AliBa
Guten Abend Herr Dr. Gagsteiner, mein Partner und ich versuchen seit Mai ein Kind zu zeugen. Wie bei unserem ersten Kind hatte ich direkt beim ersten Versuch einen positiven Schwangerschaftstest, dieses Mal aber leider einen Angang in der 6. SSW. Auf Anraten meiner Ärztin pausierten wir einen Monat und ich bekam wie gewöhnlich nach 28 Tagen meine Periode. Seitdem versuchen wir weiter und ich habe seitdem jeden Monat PMS ähnliche Symptome (v.a. Brustspannen, Unterleibsschmerzen und Schmiereblutungen ab 23.ZT). Meist tritt die Periode dann auch am 25.ZT ein. Meine FÄ empfahl mir Mönchspfeffer gegen PMS. Jedoch ist es so, dass ich diese Symptome nicht habe, wenn wir keinen Sex zum Zeitpunkt des Eisprungs haben (dies war der Fall im letzten Zyklus - ich habe ohne vorherige Probleme am 28. ZT meine Periode bekommen). Beim jetzigen Zyklus mit einer evtl. möglichen Befruchtung habe ich wieder oben genannte PMS ähnliche Symptome (mit Ovus habe ich den Eisprung auf etwa ZT 13 bestimmt, Schmierblutung seit ZT 23). Wie ist Ihre Einschätzung, ob die Symptome denn tatsächlich PMS-Symptome sind oder würden Sie das anders einordnen? Nach der Geburt meines ersten Kindes entwickelte ich starke Menstruationsschmerzen, jedoch hatte ich immer einen sehr regelmäßigen Zyklus und meine FÄ hat bereits mehrmal unauffällige Ultraschalluntersuchungen durchgeführt. Im Januar waren meine Schilddrüsenwerte in Ordnung. Ich frage mich, ob es bereits mehrmals zu einer Befruchtung gekommen ist, aber nicht zur Einnistung und ich diese Beschwerden deshalb (nur in den Monaten mit Sex zum Zeitpunkt des Eisprungs) entwickle. Gäbe es denn Möglichkeiten, das genauer zu Untersuchen? Vielen Dank und Freundliche Grüße AliBa
Guten Abend, ich verstehe, dass die Situation frustrierend und verwirrend sein kann. Da ich Ihre gesamte Geschichte und auch Ihr Alter nicht kenne, kann ich Ihnen nur einige allgemeine Informationen zu Ihren Anliegen geben. Zu Ihren Symptomen: PMS-ähnliche Symptome wie Brustspannen, Unterleibsschmerzen und Schmierblutungen können tatsächlich durch hormonelle Schwankungen im Zusammenhang mit dem Menstruationszyklus verursacht werden. . Was die Einnistung angeht, so ist es schwierig zu bestimmen, ob eine Befruchtung stattgefunden hat, wenn es nicht zu einer Schwangerschaft kommt.
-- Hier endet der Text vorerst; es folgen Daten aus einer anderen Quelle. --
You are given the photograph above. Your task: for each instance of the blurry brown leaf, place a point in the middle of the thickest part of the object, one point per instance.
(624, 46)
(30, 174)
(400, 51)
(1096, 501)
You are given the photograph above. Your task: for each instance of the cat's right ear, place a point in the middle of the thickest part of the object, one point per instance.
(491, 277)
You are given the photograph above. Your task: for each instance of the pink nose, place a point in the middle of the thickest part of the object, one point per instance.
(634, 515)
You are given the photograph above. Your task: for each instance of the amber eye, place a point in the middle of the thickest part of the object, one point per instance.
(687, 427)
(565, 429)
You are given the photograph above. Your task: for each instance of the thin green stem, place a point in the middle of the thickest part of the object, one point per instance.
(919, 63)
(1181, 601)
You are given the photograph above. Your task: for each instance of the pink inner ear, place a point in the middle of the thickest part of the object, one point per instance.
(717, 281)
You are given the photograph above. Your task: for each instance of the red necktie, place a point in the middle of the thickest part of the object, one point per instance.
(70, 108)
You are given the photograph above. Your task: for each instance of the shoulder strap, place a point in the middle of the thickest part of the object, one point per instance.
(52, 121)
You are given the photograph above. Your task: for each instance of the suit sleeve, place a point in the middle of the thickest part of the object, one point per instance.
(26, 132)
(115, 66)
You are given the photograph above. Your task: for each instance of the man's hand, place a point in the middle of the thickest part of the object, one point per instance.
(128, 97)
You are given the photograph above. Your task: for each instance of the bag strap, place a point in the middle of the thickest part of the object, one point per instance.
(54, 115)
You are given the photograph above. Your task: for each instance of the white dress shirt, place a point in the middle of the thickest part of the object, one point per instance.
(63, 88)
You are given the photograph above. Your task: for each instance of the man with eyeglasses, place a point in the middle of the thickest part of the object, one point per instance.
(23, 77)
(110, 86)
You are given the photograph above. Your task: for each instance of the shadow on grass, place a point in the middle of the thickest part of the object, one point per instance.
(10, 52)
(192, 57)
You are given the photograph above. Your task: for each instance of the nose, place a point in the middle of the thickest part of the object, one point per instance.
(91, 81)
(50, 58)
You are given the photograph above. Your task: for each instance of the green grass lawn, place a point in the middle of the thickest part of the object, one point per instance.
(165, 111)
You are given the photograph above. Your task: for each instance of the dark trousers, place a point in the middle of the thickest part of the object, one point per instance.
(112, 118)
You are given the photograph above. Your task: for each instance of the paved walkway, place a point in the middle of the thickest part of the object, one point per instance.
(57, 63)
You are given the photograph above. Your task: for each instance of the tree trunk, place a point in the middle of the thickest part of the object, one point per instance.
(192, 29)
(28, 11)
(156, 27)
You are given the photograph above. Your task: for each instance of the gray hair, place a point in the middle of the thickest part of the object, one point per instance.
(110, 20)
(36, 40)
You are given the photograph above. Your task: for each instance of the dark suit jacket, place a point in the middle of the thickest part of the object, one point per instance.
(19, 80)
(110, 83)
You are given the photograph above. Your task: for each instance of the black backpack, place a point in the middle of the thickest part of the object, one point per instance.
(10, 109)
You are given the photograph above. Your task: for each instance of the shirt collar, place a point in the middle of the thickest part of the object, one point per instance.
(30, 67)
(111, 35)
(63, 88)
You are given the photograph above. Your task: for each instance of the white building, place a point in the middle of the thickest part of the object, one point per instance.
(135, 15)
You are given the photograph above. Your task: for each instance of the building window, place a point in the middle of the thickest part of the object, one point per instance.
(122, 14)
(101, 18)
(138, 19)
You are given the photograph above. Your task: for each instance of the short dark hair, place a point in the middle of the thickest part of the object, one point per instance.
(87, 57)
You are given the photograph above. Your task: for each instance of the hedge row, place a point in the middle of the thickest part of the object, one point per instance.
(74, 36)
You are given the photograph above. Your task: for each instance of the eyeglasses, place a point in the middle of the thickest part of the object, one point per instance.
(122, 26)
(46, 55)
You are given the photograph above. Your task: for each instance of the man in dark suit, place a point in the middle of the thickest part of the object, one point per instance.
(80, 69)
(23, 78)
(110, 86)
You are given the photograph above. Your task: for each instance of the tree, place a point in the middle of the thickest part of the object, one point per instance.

Frühe Fehlgeburten (wie Ihr Verlust in der 6. SSW) sind leider nicht ungewöhnlich, und viele Frauen erleben sie, oft ohne es zu wissen. Es gibt einige Tests und Untersuchungen, die durchgeführt werden können, um mehr über Ihre Fruchtbarkeit und mögliche Probleme bei der Einnistung zu erfahren. Dazu gehören: Hormontests: Diese können helfen, die Hormonspiegel zu überprüfen, die für die Einnistung und Aufrechterhaltung einer frühen Schwangerschaft wichtig sind. Ultraschalluntersuchungen: Sie haben bereits einige durchführen lassen, die unauffällig waren. Manchmal können jedoch detailliertere Untersuchungen nützlich sein. Untersuchungen der Gebärmutterschleimhaut: Diese können auf Anomalien hinweisen, die die Einnistung beeinträchtigen könnten. Es ist wichtig, dass Sie Ihre Bedenken und Beobachtungen weiterhin mit Ihrer Frauenärztin besprechen. Sie kann spezifische Tests und Untersuchungen empfehlen, die auf Ihre individuelle Situation zugeschnitten sind. Beachten Sie bitte, dass dies keine medizinische Beratung ist und es wichtig ist, dass Sie für eine genaue Diagnose und Behandlungsempfehlungen einen Arzt aufsuchen.